The recent epidemics of Severe Acute Respiratory Syndrome (SARS) and highly pathogenic avian influenza (HPAI) H5N1 have highlighted the severe health and socioeconomic impacts that emerging infectious diseases can have on human society. These two epidemics have also reemphasized the importance of zoonotic origins for many emerging infectious diseases (Desselberger, 2000; Weiss, 2001). SARS is one of a number of recent examples of emergent zoonotic diseases where wild, nondomesticated species have been highlighted in the search for animal origins (Guan et al., 2003; Lau et al., 2005) The list of infectious diseases thought to have their origin in wildlife encompasses some of the most feared diseases including Ebola virus, Lassa virus, hanta virus, bubonic plague, and human immunodeficiency virus (Weiss, 2001). Indeed, in a review of human infectious agents, it was found that emerging infections were more likely to be viral and more likely to be zoonotic than bacterial or protozoal pathogens (Woolhouse et al., 2001; Woolhouse and Gowtage-Sequeria, 2005).

Despite the obvious importance of this wildlife reservoir of zoonotic pathogens, we still know relatively little about the transfer dynamics of such infections. We have recently raised the hypothesis that the international, and often illegal, wildlife trade may have been a significant factor in the emergence of SARS (Bell et al., 2004). In this article, we further highlight the risks posed to human health by the wildlife trade and hypothesize that this risk may be increasing. We demonstrate how local biodiversity loss and increasing rates of animal trafficking and trade may increase the probability of global epidemics such as SARS.

It is highly probable that the viruses currently known to clinical virology represent only a very small proportion of viruses with the potential to cause human disease. May (1988) drew attention to the low number of microbes described but was uncertain if this reflected under-recording or “real” low species richness. Colwell et al. (1994) suggested that just 1% of an estimated 5 × 105 viral species has been described. Although there have been some subsequent attempts to catalogue viral biodiversity at a local scale (Sabatini et al., 1965), accurate estimates, of both total viral diversity and the proportion of microbial biodiversity potentially infectious for humans, remain elusive (Wilson, 1992). However, it is likely that most of the, as yet undescribed, viruses are restricted to equatorial regions. Hunter and Izsak (1993) and, subsequently, Guernier et al. (2004) found a latitudinal gradient in diversity of human infectious diseases in parallel with that observed for most taxa (Pianto, 1967; Rosenzweig, 1995).

Massive over-hunting of wildlife as a source of food across the humid tropics is now causing local extinctions of many species and reducing populations of others to critical levels (Fa et al., 2002). As hunting pressure at a particular site increases, there is a predictable shift in the species composition of harvested prey items “hunter-capture profiles”—from a few large-bodied species to several small-bodied species (Jerozolimskia and Peres, 2003). For example, in one wildlife market in Equatorial Guinea between 1991 and 1996, while the number of carcasses entering the market increased by 60% over that period, the accompanying increase in biomass was only 12.5% (Fa et al., 2000). Consequently, any person involved in the hunting or processing of wildlife within such a trade system may have to capture/prepare greater numbers of individuals from an increasing range of species.

Although the explosion in “bushmeat” extraction from forests in West and Central Africa has been well-documented (Barnes, 2002; Fa et al., 2002, 2003, 2005; Bowen-Jones et al., 2003), it must be emphasized that fauna extraction through expanding wildlife trade systems is a widespread problem on several continents (Bell et al., 2004). In Southeast Asia, where the trade is predominantly of live animals, the demand for wildlife in traditional medicine, wildlife restaurants, and the pet trade poses a threat both to the persistence of viable populations of over-harvested species and potentially to human health (Li and Li, 1998; Gonzalez, 2003; Duarte-Quiroga and Estrada, 2003).
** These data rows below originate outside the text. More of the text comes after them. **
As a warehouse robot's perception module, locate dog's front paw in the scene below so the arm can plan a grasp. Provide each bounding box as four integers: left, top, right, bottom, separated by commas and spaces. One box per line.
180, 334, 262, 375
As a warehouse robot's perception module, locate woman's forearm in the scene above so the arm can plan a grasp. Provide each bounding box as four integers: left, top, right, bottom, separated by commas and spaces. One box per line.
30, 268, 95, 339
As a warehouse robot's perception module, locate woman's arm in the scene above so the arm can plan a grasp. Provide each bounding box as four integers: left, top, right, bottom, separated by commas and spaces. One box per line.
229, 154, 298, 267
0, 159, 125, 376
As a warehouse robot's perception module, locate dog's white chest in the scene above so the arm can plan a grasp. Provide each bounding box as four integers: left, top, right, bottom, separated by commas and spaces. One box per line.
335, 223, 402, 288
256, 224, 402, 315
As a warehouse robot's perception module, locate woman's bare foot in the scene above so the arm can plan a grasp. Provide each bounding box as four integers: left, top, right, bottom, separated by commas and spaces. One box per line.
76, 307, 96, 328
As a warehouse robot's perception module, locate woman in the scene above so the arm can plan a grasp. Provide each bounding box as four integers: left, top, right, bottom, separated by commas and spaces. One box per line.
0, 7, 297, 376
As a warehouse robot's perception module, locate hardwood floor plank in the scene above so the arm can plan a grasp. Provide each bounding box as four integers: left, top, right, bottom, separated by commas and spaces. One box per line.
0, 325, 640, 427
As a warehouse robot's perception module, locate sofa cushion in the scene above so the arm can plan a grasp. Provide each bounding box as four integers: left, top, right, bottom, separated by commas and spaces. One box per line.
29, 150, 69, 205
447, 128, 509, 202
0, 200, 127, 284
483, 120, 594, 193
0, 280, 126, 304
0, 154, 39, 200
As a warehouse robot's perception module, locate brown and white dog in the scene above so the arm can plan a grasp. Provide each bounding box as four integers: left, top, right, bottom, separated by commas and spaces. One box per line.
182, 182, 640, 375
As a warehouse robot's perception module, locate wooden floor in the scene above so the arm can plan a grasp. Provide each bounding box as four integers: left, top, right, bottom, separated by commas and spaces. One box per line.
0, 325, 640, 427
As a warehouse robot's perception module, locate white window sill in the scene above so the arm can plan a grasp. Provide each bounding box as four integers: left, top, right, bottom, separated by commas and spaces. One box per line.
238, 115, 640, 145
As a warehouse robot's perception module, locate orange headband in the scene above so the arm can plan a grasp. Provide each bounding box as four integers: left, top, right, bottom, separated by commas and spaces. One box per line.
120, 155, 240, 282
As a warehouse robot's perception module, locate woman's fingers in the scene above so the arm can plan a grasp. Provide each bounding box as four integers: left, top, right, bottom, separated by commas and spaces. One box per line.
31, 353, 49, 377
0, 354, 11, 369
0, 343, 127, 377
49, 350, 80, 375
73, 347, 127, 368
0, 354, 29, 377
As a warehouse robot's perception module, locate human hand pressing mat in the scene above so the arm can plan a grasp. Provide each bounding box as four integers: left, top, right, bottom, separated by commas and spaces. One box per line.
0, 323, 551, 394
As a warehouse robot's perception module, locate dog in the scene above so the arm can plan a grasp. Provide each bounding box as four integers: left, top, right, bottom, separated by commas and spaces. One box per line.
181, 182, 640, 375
In Vietnam, for example, the shift from subsistence hunting to sales in the wildlife trade for species such as civets, wild pig, deer, porcupine, and snakes appears to have been driven by increased market prices and increased national and international demand (Roberton et al., 2003).

The Model

For a new zoonotic disease to emerge, it has to be initially introduced into the human population, followed by subsequent human-to-human transmission. The probability of spread of an infectious pathogen from an animal to human host is determined by a wide range of factors. These include: the number of animal–human interactions; the number of different species to which humans are exposed; the probability that any animal is carrying a pathogen; the nature of the human–animal interaction; the genetic susceptibility of the human hosts; the infectiousness of the pathogen for humans, and its virulence and geographical remoteness.

For a novel infectious agent against which no pre-existing immunity is present in a population, subsequent spread from the index case to other human cases also depends largely on the basic reproductive ratio (R 0) (Antia et al., 2003; Hernandez-Suarez, 2002). R 0 can be defined as “the expected number of secondary infections originated by a ‘typical’ infective individual when introduced into a population of susceptibles.” Clearly, in the emergence of any new infectious disease which has not previously spread within a community and for which there is no related human pathogen providing cross-immunity, there will be no immune individuals within the population as a whole. If R 0 > 1, then the infection will propagate itself in the population and, if <1, the infection will become extinct in that community (Antia et al., 2003).

Anderson and Nokes (2004) define R 0 as the number of susceptibles present with which the primary case can come into contact, X multiplied by the length of time the primary case is infectious to others, which is the reciprocal of the recovery rate, multiplied by the transmission coefficient, β. In what follows, we will assume that the rate of host recovery is the same for each pathogen so that the transmission coefficient is, in effect, scaled to account for host recovery. This alleviates the need to introduce additional, possibly flawed, assumptions about the distribution of the recovery rate and its independence or otherwise of the transmission rate. Hence, the number of infections secondary to the index case is R 0 = βX.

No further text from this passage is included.